18. This may seem a roundabout path to get to the gene. Why not start with the human gene (instead of the human protein) and use it to pick out the fly gene? OK, we'll do it that way. Go back to the NCBI home page. Make sure Nucleotide is specified in the box at the top of the page. Enter FMRP as the search term, click Search, and, as you did in Steps 3 through 5, confine the search to humans and to GenBank and limit the search to GenBank.

19. Choose the first complete sequence that encodes FMRP (recalling what "FMRP" stands for) -- it will say "complete cds" in the descriptor line -- and is long enough to contain the sequence you found earlier. Avoid FRMP interacting protein, which is different from FMRP itself. Get the sequence from it as before.

SQ15. Why does the sequence end with so many A's? (perhaps the annotation can provide some insight -- take a look at the misc_difference fields)

20. Find your way to Blast, repeating Step 11, but this time choose nucleotide blast, using a DNA query to search a database of DNA sequences (or -- here's a short cut -- simply click Run BLAST near the top right of the mRNA's page). Again paste the sequence into the window (or paste the GenBank LocusID). (This time you may or may not need to change the defaults, specifying that the database is not the human genome but rather Others). Under Program Selection, Optimize for, choose "Somewhat similar sequences". Now click the Blast button. When the results are returned (maybe a minute), you'll see that there are tons of hits as before, but this time there are many mammalian sequences with multiple differences with respect to the human sequence. But never mind that -- we're after flies. So go back to the submission page and specify Drosophila melanogaster as the organism and Blast again.

SQ16. How long is the best hit?

SQ17. How good (E-value) is the best hit? What does that mean? What's the E-value of the best hit that doesn't include the poly-A tail?

Why such a difference between the protein and nucleotide blasts?

SQ18. How can it be that the protein search gave long matches with extremely low expect values (definitely not merely by chance) but the nucleotide search found just tiny snippets?
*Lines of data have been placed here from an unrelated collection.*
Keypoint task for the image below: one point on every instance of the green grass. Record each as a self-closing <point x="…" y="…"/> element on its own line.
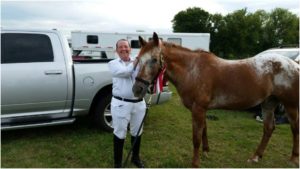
<point x="166" y="142"/>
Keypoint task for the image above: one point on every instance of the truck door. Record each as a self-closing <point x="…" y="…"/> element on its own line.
<point x="33" y="77"/>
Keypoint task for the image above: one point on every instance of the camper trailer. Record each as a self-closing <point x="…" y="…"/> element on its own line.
<point x="103" y="44"/>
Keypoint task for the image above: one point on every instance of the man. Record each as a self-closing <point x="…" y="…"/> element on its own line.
<point x="125" y="108"/>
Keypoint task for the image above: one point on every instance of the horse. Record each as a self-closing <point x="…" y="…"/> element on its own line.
<point x="205" y="81"/>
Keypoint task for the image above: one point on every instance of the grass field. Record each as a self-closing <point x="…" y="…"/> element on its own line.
<point x="166" y="142"/>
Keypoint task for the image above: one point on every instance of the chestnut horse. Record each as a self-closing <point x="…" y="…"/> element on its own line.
<point x="205" y="81"/>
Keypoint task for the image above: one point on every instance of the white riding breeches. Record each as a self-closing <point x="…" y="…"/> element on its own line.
<point x="126" y="112"/>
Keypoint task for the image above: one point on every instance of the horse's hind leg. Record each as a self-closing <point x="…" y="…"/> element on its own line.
<point x="268" y="108"/>
<point x="205" y="146"/>
<point x="293" y="116"/>
<point x="198" y="117"/>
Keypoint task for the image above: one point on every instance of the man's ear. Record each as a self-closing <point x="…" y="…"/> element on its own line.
<point x="142" y="41"/>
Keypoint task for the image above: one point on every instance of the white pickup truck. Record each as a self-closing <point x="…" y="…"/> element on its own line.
<point x="41" y="85"/>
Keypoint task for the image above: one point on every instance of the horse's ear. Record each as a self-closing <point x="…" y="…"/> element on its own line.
<point x="155" y="39"/>
<point x="142" y="41"/>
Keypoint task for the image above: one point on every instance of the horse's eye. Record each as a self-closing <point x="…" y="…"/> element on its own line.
<point x="154" y="60"/>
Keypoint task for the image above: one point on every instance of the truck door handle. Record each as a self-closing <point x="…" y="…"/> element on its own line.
<point x="53" y="72"/>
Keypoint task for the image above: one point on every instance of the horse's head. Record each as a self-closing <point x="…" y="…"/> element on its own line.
<point x="150" y="64"/>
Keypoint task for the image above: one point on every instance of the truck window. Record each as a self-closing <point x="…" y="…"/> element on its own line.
<point x="135" y="44"/>
<point x="22" y="48"/>
<point x="92" y="39"/>
<point x="176" y="41"/>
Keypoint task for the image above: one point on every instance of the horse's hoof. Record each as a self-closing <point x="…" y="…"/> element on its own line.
<point x="253" y="159"/>
<point x="295" y="160"/>
<point x="205" y="154"/>
<point x="195" y="165"/>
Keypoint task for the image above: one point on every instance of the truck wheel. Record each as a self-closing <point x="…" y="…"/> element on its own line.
<point x="102" y="114"/>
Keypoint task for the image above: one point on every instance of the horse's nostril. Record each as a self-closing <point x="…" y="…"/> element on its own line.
<point x="140" y="89"/>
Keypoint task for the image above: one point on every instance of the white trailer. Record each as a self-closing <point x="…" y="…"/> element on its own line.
<point x="106" y="41"/>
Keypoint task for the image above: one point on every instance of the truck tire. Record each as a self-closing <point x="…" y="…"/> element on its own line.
<point x="101" y="116"/>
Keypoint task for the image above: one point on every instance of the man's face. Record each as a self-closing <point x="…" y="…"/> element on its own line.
<point x="123" y="50"/>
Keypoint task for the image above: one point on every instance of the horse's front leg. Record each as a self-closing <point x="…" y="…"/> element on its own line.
<point x="198" y="117"/>
<point x="205" y="147"/>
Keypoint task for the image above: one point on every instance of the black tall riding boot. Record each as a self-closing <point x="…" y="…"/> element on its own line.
<point x="136" y="151"/>
<point x="118" y="151"/>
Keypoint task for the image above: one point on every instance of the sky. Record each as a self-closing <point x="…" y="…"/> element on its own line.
<point x="119" y="15"/>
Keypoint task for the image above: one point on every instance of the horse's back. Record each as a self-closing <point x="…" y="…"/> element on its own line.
<point x="284" y="73"/>
<point x="247" y="82"/>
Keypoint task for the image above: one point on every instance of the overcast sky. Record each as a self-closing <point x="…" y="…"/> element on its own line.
<point x="120" y="15"/>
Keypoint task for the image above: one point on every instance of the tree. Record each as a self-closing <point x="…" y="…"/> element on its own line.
<point x="282" y="28"/>
<point x="191" y="20"/>
<point x="241" y="34"/>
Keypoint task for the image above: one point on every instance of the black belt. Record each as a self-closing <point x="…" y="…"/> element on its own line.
<point x="128" y="100"/>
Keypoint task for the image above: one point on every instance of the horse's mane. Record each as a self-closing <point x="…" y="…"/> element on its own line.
<point x="172" y="45"/>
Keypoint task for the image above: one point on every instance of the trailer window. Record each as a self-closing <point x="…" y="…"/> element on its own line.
<point x="24" y="48"/>
<point x="135" y="44"/>
<point x="176" y="41"/>
<point x="92" y="39"/>
<point x="152" y="38"/>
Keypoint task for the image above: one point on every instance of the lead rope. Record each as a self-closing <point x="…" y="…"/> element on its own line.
<point x="148" y="104"/>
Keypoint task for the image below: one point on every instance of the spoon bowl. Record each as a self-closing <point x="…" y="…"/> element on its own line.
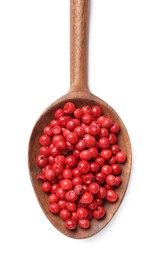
<point x="80" y="95"/>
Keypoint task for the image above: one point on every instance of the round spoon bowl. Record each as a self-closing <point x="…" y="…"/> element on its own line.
<point x="79" y="98"/>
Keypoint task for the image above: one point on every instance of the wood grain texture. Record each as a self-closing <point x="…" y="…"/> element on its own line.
<point x="79" y="20"/>
<point x="80" y="95"/>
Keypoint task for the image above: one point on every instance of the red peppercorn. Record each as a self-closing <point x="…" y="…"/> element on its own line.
<point x="65" y="214"/>
<point x="82" y="213"/>
<point x="54" y="208"/>
<point x="50" y="174"/>
<point x="84" y="223"/>
<point x="69" y="108"/>
<point x="87" y="198"/>
<point x="71" y="195"/>
<point x="66" y="184"/>
<point x="71" y="161"/>
<point x="80" y="162"/>
<point x="41" y="160"/>
<point x="99" y="212"/>
<point x="48" y="130"/>
<point x="83" y="166"/>
<point x="85" y="155"/>
<point x="46" y="187"/>
<point x="71" y="206"/>
<point x="111" y="196"/>
<point x="53" y="198"/>
<point x="120" y="157"/>
<point x="96" y="111"/>
<point x="58" y="113"/>
<point x="94" y="188"/>
<point x="70" y="224"/>
<point x="78" y="113"/>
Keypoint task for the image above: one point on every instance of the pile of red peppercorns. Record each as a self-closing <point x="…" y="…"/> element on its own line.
<point x="80" y="164"/>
One last trick. Get back to the BLAST front page, either starting over at NCBI or using the browser back button several times. This time choose BLASTX, which takes your nucleotide sequence and translates in all six possible reading frames before comparing the translated sequences against all known proteins. Paste in the human FMRP nucleotide sequence, choose Drosophila melanogaster as the target organism and go. (This might take about six times as long as your previous Blast)

SQ19. You used as query the same sequence as a moment ago, used as target the same organism... why are the results so different?

SQ20. Suppose that you have a mysterious phage gene and you'd like to know what it might do. Your plan is to use the gene to search for similar genes amongst all that are known. What general advice can you now offer yourself about the best way to achieve your goal?